The entire 2016 Provincial delegation

I truly can't say enough wonderful things about these six students, who quickly formed ties with me and among themselves. Our joyous team was often the last ones into establishments because we were busy snapping group photos together. They had a good sense of humor (even though there were some pretty dreadful and cringe-worthy lines shared). They were considerate and generous with their time. Below is a photo of our group sitting together writing thank you cards, a task required by OHFA. The students I had the privilege of supervising actually asked for more cards, so they could thank more than just one organization or individual.

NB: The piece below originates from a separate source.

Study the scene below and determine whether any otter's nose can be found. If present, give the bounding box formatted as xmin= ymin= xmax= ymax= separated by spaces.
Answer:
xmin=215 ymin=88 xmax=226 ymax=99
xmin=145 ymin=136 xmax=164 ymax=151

Writing in the sun at Fort York

I guess the apple doesn't fall far from the tree, because the parents and families I interacted with were just as delightful as the students. Raheem's grandmother went searching for Toronto pins so that the group could reciprocate when given city pins from other municipalities. Ishita's parents drove two team members all the way home so they wouldn't have to take public transit with luggage and projects. 2/3 of the crew had parents and relatives attend the showcase. Their teachers raved about these students of theirs, were obviously proud of their accomplishments and extremely helpful as we organized this trip. Thank you to the following teachers and schools for tolerating all my emails and lunch visits:

Mabel Ifejika from Churchill Heights P.S.
Kris Karm from Dixon Grove M.S.
Grace Lim from Donview M.S.
Ira Metani fromBroadacres P.S.
Peter Tsatsos from Macklin P.S.
Farah Wadia from Agnes Macphail P.S.

The TDSB delegation at the Ontario Legislative Assembly
There are plenty of things I could mention, but no one else will understand who Billy is, or the true pros and cons of being a legislative page. I thanked this group with "musket balls" from Fort York, but I wanted to thank them with words. You students are what makes it worth sacrificing a weekend with my family to be with you. 

I also want to thank the official sponsors of the Fair; Canada's History, Canadian Heritage, Great West, London, Canada Life, Grandmother's Bake Shop, The Ontario History, Humanities and Social Science Consultants' Association, Ontario Power Generation, OHS, OLA, OGS, OWHN, MSHO, AO, and OHRC (yes, a lot of acronyms!) Students came from all over Ontario to attend, and many could not have afforded to come without the financial help from these organizations. There were students from the District School Board of Niagara, Durham, Grand Erie, Grey Roots, Kenjgewin, Kingston, Niagara Catholic, North Bay, Ottawa, Simcoe County, Sudbury, Thames Valley and Waterloo. I hope the other chaperones can say that they had as enjoyable a time as I had.